Dan turned to watch the girl as she followed her father from the bridge. He was certain he had never seen anything so inspiring as Virginia Howland standing braced square to the wind, her trim blue skirt winding and unwinding; her cap in her hand; the wind tossing her heavy hair in myriads of glowing pennons, which beat on the blush-surged cheeks, alternately hiding and disclosing the sparkle of the deep gray eyes or the flash of perfect teeth from between parted lips.

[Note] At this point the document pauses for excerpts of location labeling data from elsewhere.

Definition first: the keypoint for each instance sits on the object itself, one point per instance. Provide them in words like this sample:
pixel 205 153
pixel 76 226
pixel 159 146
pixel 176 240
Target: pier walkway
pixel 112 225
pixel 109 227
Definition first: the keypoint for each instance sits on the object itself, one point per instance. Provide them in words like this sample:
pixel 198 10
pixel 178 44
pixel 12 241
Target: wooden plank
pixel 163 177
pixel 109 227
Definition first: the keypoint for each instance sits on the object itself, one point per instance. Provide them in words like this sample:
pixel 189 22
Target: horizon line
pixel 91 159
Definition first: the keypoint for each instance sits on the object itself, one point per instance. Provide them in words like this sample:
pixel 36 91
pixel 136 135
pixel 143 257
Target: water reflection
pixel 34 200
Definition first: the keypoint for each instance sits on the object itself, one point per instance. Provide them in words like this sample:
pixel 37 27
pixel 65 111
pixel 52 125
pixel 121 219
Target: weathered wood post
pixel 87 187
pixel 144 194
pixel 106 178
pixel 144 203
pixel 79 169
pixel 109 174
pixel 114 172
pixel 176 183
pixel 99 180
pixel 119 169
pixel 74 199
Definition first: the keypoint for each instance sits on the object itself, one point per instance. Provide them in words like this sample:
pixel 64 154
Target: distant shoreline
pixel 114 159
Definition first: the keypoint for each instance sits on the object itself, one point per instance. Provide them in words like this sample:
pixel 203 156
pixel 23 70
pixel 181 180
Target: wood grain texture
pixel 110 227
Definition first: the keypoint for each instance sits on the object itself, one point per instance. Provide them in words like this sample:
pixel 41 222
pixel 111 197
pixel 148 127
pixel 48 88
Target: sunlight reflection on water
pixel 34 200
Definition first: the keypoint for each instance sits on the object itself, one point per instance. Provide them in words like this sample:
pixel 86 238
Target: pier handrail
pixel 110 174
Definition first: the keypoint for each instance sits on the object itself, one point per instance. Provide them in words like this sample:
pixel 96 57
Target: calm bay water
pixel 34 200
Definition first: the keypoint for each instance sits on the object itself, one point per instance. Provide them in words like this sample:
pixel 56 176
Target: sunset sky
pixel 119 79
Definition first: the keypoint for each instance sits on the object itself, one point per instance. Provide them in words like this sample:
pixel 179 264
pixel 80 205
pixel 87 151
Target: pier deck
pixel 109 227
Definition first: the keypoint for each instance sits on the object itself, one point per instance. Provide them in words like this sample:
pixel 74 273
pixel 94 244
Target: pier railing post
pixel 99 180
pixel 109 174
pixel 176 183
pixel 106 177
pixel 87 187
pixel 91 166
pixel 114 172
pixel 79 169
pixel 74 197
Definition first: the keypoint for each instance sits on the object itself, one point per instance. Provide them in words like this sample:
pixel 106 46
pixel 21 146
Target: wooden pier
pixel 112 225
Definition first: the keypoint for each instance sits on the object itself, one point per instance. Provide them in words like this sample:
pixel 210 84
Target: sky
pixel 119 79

It was a picture upon which he permitted himself to ponder but an instant, however, for the wind was shifting again from the northeast, growling ominously, and the yacht, humping along at a ridiculous speed of six knots, made the situation less satisfactory than it had been. He spoke to Terry over his shoulder.
“As you see,” he said, “we’re running into some new sort of hell,” and he glanced impatiently at the potential riot ahead. “Have these men keep the course and look out for things, will you? I’m going down to the engine-room for a few minutes.”
“Very well, sir,” said the young officer.
Dan found old Jim Arthur, the chief, swearing softly as he moved about his engines with a long-spouted oil can.
“It is beginning to breeze again,” said Dan. “I’m the new Captain and I came down to tell you I don’t think much of your machinery, and to ask if the shaft will hold out.”
“The shaft’ll hold,” said the engineer. Then he paused and looked at Dan in supreme disgust. “Engines!” he snorted. “I’ve been holdin’ ’em together with my fingers since we left San Domingo. Cap’n, they’d been fine for a Swiss cuckoo clock. Why, they’re only held together by gilt paint and polish. See how old Howland’s had ’em painted—like a bedizened old maid! I do believe he’s got ’em perfumed. Well, they may hold—”
Dan, who had been glancing about the engine-room, interrupted the engineer’s pessimistic outburst.
“What are your force pumps going for?” he asked.
“Well, it ain’t fur to water no flowers,” said Arthur, beckoning Dan to the shaft tunnel, where a foot and a half of frothy water was rolling to and fro, slushing against the stuffing box, laving the engine-room bulkhead.
Leaking! Dan’s first impulse was to drop his hands then and there and let the yacht sink or do what she would for all he cared. He had fought out his fight with a better craft than this and had lost her. He did not yield to this; in truth, before he could think of yielding there came a second impulse—to relieve his mind of several hundred accumulated metaphors, to which inclination he surrendered unconditionally, while Arthur, in the face of the verbal torrent, gazed at the source in humble admiration.
“How—how much is she taking in?” the young man finally gasped.
“About thirty strokes a minute. I’d ‘a’ whistled up the tube about it before, only I thought you had enough to fill your mind.”